Failures on Ubuntu running with Nvidia 1070Ti

Hi all,

I recently got a new rig for deep learning, which has the following specs:
2 1070Ti
7800X Intel CPU
MSI X299 Motherboard
16gb of RAM
Corsair Bronze 750W Power supply

I installed Ubuntu on the rig as well as the CUDA Toolkit 9.0 and the latest Nvidia driver 390.25. During stressing/benchmarking the rig, I encountered problems. Midway through a stress test where I am maxing out GPU and CPU load, the system crashes. This crash can either be a hard crash or a soft crash. There doesn’t seem to be anything in dmesg, kern.log, or syslog. Here are the ways I tried to fix it.

  1. Maybe it was a power issue? Well, I know the rig has been tested using windows and the same setup without fault. Second, I can recreate the crash when running only a single GPU, which should pull well under 750W. I know there might be spikes, but I can’t imagine 750W to be too little to support a single GPU.
  2. I tried downgrading my drivers, but the results were the same.
  3. I tried regular 16.04 LTS Ubuntu, 17.10 Ubuntu, and 16.04 Ubuntu with an updated kernel. None of these changed the results.
  4. I tried to induce the crash by stressing just the GPUs and just the CPUs. In each case, I could not get the rig to crash.
  5. I tried a different distribution of Linux, Fedora, and the rig still crashed. The driver is the same as the one I installed with Ubuntu.

Some things I think it could be: maybe the power supply, a problem with the PCI drivers, a problem with the Linux kernel (I am tried 4.09 - 4.13), or maybe a problem with the Nvidia drivers.

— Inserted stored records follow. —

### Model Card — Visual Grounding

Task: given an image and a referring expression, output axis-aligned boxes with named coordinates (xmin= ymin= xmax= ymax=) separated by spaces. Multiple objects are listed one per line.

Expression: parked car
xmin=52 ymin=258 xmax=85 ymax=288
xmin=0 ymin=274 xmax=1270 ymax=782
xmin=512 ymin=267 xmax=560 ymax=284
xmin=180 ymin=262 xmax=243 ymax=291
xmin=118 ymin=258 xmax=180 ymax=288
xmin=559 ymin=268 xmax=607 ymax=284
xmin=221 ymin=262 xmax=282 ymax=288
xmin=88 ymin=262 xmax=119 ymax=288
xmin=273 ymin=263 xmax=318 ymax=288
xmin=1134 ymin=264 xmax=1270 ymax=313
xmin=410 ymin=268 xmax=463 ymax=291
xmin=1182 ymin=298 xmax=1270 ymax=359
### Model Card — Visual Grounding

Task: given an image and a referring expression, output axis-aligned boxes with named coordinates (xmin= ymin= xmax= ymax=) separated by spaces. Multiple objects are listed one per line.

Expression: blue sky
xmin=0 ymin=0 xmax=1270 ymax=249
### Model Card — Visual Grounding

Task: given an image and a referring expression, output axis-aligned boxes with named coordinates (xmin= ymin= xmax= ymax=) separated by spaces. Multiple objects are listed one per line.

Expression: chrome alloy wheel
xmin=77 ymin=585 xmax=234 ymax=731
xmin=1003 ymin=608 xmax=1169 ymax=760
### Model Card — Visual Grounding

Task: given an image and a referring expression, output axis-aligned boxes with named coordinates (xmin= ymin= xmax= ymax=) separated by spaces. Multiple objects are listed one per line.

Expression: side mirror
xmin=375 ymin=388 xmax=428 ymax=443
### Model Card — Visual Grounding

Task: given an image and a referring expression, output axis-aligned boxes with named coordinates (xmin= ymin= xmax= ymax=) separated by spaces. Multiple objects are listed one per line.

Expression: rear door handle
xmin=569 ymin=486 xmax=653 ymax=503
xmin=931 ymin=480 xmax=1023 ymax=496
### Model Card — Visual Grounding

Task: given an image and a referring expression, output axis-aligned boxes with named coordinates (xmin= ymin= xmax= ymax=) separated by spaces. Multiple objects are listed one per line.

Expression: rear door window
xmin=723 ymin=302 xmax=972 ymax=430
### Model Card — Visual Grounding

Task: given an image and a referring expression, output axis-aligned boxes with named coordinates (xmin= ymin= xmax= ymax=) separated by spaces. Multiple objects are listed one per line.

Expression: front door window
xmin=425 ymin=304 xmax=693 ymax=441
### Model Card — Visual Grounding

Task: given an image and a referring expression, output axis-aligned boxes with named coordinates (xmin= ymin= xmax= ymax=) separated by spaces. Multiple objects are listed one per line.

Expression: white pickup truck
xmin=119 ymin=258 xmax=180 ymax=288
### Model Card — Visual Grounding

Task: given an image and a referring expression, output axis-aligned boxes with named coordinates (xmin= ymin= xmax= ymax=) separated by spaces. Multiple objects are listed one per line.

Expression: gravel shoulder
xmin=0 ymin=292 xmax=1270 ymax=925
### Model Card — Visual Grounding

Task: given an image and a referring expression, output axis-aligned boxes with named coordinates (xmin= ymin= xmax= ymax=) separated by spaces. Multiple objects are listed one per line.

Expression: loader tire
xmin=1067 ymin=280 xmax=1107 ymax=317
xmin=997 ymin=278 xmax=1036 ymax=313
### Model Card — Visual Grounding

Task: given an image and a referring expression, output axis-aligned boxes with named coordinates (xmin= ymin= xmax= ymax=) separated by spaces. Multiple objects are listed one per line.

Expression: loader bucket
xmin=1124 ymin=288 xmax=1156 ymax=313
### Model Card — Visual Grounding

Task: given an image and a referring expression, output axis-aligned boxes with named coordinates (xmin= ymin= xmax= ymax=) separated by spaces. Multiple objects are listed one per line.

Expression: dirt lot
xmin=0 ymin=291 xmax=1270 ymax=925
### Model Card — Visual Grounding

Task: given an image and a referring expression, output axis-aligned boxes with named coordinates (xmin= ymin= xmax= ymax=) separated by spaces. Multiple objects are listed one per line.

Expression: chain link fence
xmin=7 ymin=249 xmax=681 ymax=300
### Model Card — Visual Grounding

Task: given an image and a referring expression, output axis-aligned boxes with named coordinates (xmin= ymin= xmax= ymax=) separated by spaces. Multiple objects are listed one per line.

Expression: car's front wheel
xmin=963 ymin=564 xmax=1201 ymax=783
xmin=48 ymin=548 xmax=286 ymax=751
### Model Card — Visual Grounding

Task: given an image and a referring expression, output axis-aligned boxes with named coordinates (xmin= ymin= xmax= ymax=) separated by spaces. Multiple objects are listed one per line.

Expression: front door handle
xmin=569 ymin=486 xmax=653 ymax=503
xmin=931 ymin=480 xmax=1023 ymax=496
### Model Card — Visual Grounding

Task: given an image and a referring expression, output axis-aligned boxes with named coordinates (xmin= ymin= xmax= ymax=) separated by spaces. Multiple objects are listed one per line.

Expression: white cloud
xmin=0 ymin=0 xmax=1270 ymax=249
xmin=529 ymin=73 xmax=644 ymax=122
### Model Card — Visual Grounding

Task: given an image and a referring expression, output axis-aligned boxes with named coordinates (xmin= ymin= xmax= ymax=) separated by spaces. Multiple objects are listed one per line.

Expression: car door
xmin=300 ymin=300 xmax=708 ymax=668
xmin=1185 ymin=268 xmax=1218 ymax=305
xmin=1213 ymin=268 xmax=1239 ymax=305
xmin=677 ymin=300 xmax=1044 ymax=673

Any help would be greatly appreciated.

I experienced something similar with the 390.25 and the 390.42 drivers when running a neural network training python script. In the middle of the run, at a more or less the same point in the script the system does a complete reset and reboots, just as if someone had pushed the hardware reset button. :-( Just as you, I have not found anything in dmseg, kern.log, etc.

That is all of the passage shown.